Your abstraction isn't wrong, it's just really bad

[-]johnswentworth6y110

There is a major difference between programming and math/science with respect to abstraction: in programming, we don't just get to choose the abstraction, we get to design the system to match that abstraction. In math and the sciences, we don't get to choose the structure of the underlying system; the only choice we have is in how to model it.

Given a fundamental difference that large, we should expect that many intuitions about abstraction-quality in programming will not generalize to math and the sciences, and I think that is the case for the core argument of this post.

The main issue is that reality has structure (especially causal structure), and we don't get to choose that structure. In programming, abstraction is a social convenience to a much greater extent; we can design the systems to match the chosen abstractions. But if we choose a poor abstraction in e.g. physics or biology, we will find that we need to carry around tons of data in order to make accurate predictions. For instance, the abstraction of a "cell" in biology is useful mainly because the inside of the cell is largely isolated from the outside; interaction between the two takes place only through a relatively small number of defined chemical/physical channels. It's like a physical embodiment of function scope; we can make predictions about outside-the-cell behavior without having to track all the details of what happens inside the cell.

To draw a proper analogy between abstraction-choice in biology and programming: imagine that you were performing reverse compilation. You take in assembly code, and attempt to provide equivalent, maximally-human-readable code in some other language. That's basically the right analogy for abstraction-choice in biology.

Picture that, and hopefully it's clear that there are far fewer degrees of freedom in the choice of abstraction, compared to normal programming problems. That's why people in math/science don't experiment with alternative abstractions very often compared to programming: there just aren't that many options which make any sense at all. That's not to say that progress isn't made from time to time; Feynman's formulation of quantum mechanics was a big step forward. But there's not a whole continuum of similarly-decent formulations of quantum mechanics like there is a continuum of similarly-decent programming languages; the abstraction choice is much more constrained.

[-]George3d66y30

There is a major difference between programming and math/science with respect to abstraction: in programming, we don't just get to choose the abstraction, we get to design the system to match that abstraction. In math and the sciences, we don't get to choose the structure of the underlying system; the only choice we have is in how to model it.

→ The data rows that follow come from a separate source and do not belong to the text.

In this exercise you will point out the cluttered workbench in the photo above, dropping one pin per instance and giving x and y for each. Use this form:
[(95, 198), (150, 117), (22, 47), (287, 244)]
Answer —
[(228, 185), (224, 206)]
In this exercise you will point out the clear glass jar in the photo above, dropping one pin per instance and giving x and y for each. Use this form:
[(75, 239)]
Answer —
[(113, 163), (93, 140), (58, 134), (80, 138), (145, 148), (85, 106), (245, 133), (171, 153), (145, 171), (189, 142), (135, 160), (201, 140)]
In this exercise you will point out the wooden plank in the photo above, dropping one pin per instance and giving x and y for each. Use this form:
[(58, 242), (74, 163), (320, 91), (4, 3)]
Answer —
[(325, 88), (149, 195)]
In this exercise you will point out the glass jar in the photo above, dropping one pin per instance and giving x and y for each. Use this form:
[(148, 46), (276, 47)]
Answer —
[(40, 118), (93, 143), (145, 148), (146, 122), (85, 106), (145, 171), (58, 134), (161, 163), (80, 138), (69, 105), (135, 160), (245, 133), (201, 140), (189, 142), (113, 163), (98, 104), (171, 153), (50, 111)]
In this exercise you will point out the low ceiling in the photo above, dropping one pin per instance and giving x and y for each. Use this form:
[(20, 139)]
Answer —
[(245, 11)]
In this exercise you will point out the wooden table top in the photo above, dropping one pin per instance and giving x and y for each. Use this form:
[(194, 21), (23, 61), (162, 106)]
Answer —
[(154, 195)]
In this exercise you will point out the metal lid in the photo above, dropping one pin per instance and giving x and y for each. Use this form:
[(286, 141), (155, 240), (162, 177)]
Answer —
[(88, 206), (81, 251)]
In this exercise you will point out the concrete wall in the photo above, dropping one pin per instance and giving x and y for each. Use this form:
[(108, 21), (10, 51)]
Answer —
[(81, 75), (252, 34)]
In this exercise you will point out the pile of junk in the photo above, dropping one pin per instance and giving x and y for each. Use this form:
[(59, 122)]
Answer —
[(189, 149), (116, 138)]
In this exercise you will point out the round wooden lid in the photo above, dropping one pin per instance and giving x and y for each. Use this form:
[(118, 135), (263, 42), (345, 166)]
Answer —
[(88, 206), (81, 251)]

The way I'd choose to think about it is more like:

1. Language, libraries ...etc are abstractions under an underlying system (some sort of imperfect Turing machine), that programmers don't have much control over

2. Code is an abstraction over a real world problem meant to regorize-it to the point where it can be executed by a computer (much like math in e.g. physics is an abstraction meant to do... exactly the same thing, nowadays)

Granted, what the "immutable reality" and the "abstraction" are depends on who's view you take.

The main issue is that reality has structure (especially causal structure), and we don't get to choose that structure.

Again, I think we do get to chose structure. If your requirement is e.g. building a search engine and one of the abstractions you chose is "the bit that stores all the data for fast querying", because that more or less interacts with the rest only through a few well defined channels, then that is exactly like your cell biology analogy, for example.

To draw a proper analogy between abstraction-choice in biology and programming: imagine that you were performing reverse compilation. You take in assembly code, and attempt to provide equivalent, maximally-human-readable code in some other language. That's basically the right analogy for abstraction-choice in biology.

Ok, granted, but programmers literally write abstractions to do just that when they write code for reverse engineering... and as far as I'm aware the abstractions we have work quite well for it and people doing reverse engineering have the same abstraction-choosing and creating rules every other programmer has.

Picture that, and hopefully it's clear that there are far fewer degrees of freedom in the choice of abstraction, compared to normal programming problems. That's why people in math/science don't experiment with alternative abstractions very often compared to programming: there just aren't that many options which make any sense at all. That's not to say that progress isn't made from time to time; Feynman's formulation of quantum mechanics was a big step forward. But there's not a whole continuum of similarly-decent formulations of quantum mechanics like there is a continuum of similarly-decent programming languages; the abstraction choice is much more constrained

I mean, this is what the problem boils down to at the end of the day, nr of degrees of freedom you have to work with, but the fact that sciences have few of them seems non obvious to me.

Again, keep in mind that programmers also work within constraints, sometimes very very very tight constraints, e.g. a banking software's requirements are much stricter (if simpler) than those of a theory that explains RNA Polymerase binding affinity to various sites.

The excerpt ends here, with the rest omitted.